ゴーエアー
GO! AIR

ゴーエアー

ハワイで他の島に移動するときに使うのは、ほとんどが飛行機だ。日本で飛行機に乗るというと、ちょっとした旅行のような気がするが、ハワイではバスに乗るような気軽さだ。近年のテロ対策で、搭乗までのセキュリティ・チェックは強化されているが、席は自由だし、飛行時間は短いので、“ちょっとそこまで気分”である

ハワイ諸島間にはいくつかの航空会社が就航していたが、長い間、アロハ航空とハワイアン航空の2強が中心的役割を担ってきた。その間にもマハロ航空が新規参入したり、アロハ航空がチャプター11(日本でいう会社更生法)を申請したりと、時折、事件があったが、大勢に影響はなかった。
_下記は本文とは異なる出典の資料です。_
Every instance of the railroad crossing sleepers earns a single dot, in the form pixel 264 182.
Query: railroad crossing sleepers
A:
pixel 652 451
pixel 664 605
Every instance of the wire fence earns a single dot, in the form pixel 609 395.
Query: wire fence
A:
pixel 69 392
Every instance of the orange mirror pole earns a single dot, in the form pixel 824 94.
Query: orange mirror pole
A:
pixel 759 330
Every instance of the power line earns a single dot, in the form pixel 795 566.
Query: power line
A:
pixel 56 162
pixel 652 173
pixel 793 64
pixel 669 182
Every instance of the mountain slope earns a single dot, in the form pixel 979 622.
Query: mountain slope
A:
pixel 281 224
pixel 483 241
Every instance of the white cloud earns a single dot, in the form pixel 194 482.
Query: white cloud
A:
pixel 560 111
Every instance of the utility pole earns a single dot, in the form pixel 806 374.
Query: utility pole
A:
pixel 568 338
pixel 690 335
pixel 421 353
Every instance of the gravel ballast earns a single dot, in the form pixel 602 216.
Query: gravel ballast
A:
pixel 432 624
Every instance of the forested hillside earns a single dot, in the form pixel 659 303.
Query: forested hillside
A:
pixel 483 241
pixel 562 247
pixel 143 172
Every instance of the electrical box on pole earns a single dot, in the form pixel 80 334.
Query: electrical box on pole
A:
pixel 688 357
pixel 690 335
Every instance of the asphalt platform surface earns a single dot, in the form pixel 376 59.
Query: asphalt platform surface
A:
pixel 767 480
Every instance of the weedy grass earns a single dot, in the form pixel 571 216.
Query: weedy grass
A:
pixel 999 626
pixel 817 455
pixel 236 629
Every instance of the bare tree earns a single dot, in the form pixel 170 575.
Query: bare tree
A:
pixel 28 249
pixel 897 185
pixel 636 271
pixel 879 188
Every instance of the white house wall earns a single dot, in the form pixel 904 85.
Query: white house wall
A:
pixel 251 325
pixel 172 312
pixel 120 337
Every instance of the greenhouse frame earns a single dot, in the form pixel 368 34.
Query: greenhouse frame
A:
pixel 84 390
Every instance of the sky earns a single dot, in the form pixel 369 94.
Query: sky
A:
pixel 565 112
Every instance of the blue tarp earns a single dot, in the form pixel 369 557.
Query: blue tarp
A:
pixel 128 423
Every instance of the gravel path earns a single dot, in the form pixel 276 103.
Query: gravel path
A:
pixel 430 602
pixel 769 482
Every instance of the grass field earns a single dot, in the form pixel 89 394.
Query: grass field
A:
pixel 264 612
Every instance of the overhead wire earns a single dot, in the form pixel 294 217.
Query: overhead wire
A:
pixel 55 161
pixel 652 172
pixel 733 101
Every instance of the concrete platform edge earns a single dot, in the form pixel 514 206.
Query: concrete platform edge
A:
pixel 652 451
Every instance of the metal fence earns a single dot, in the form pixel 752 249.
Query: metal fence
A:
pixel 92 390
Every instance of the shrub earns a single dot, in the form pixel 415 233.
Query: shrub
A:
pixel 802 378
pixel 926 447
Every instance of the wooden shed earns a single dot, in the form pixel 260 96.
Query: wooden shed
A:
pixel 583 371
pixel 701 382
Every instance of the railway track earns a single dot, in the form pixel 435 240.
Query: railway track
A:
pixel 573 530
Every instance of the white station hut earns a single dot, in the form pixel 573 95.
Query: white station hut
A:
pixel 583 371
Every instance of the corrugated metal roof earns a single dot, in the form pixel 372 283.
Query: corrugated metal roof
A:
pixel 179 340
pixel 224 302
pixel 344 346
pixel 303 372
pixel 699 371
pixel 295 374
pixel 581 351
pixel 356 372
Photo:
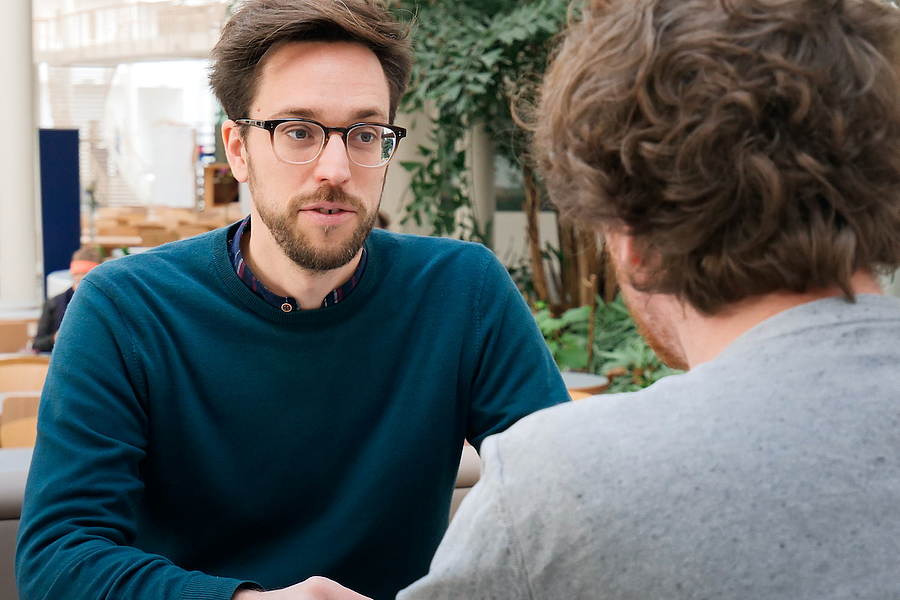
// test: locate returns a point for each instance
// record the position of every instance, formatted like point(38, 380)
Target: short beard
point(296, 244)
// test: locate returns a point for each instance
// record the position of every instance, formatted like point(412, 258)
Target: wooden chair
point(23, 373)
point(14, 336)
point(21, 433)
point(18, 420)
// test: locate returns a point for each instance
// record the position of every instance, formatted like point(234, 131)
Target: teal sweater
point(192, 437)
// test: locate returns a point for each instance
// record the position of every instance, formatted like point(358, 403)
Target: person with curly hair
point(741, 159)
point(285, 398)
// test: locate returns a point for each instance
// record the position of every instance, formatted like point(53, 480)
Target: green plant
point(618, 351)
point(473, 60)
point(566, 336)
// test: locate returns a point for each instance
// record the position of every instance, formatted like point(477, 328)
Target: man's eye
point(365, 136)
point(298, 133)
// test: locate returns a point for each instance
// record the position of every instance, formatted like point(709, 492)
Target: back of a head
point(259, 26)
point(749, 146)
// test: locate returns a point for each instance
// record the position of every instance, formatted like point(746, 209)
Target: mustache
point(336, 195)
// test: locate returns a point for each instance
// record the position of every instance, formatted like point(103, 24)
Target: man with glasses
point(288, 396)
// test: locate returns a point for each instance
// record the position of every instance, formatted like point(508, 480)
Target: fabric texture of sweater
point(770, 472)
point(192, 437)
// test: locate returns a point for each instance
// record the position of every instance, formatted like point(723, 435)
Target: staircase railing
point(128, 32)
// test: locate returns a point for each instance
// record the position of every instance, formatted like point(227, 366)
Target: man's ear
point(235, 149)
point(622, 249)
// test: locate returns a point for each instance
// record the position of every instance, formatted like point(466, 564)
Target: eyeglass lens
point(367, 145)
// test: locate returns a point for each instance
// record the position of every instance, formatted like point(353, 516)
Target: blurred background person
point(83, 260)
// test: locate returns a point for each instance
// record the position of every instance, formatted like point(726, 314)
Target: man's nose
point(333, 165)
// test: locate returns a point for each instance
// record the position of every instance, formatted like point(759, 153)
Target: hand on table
point(314, 588)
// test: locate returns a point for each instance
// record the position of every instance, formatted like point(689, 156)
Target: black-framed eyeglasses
point(301, 141)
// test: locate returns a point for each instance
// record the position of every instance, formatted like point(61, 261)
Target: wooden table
point(111, 242)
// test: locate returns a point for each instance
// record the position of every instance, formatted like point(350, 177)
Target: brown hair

ところが、今年の3月31日限りでアロハ航空が本当に運航を停止してしまった。事実上の倒産であった。その原因のひとつとなったのが、Go! Airの参入による価格競争激化である。

競争の是非はともかく、このGo! Air、機体も小さく合理的でシンプルである。搭乗の際も飛行機まで歩いていき、ささやかなブリッジを上るだけだ。“ちょっとそこまで気分”がますます高まっている。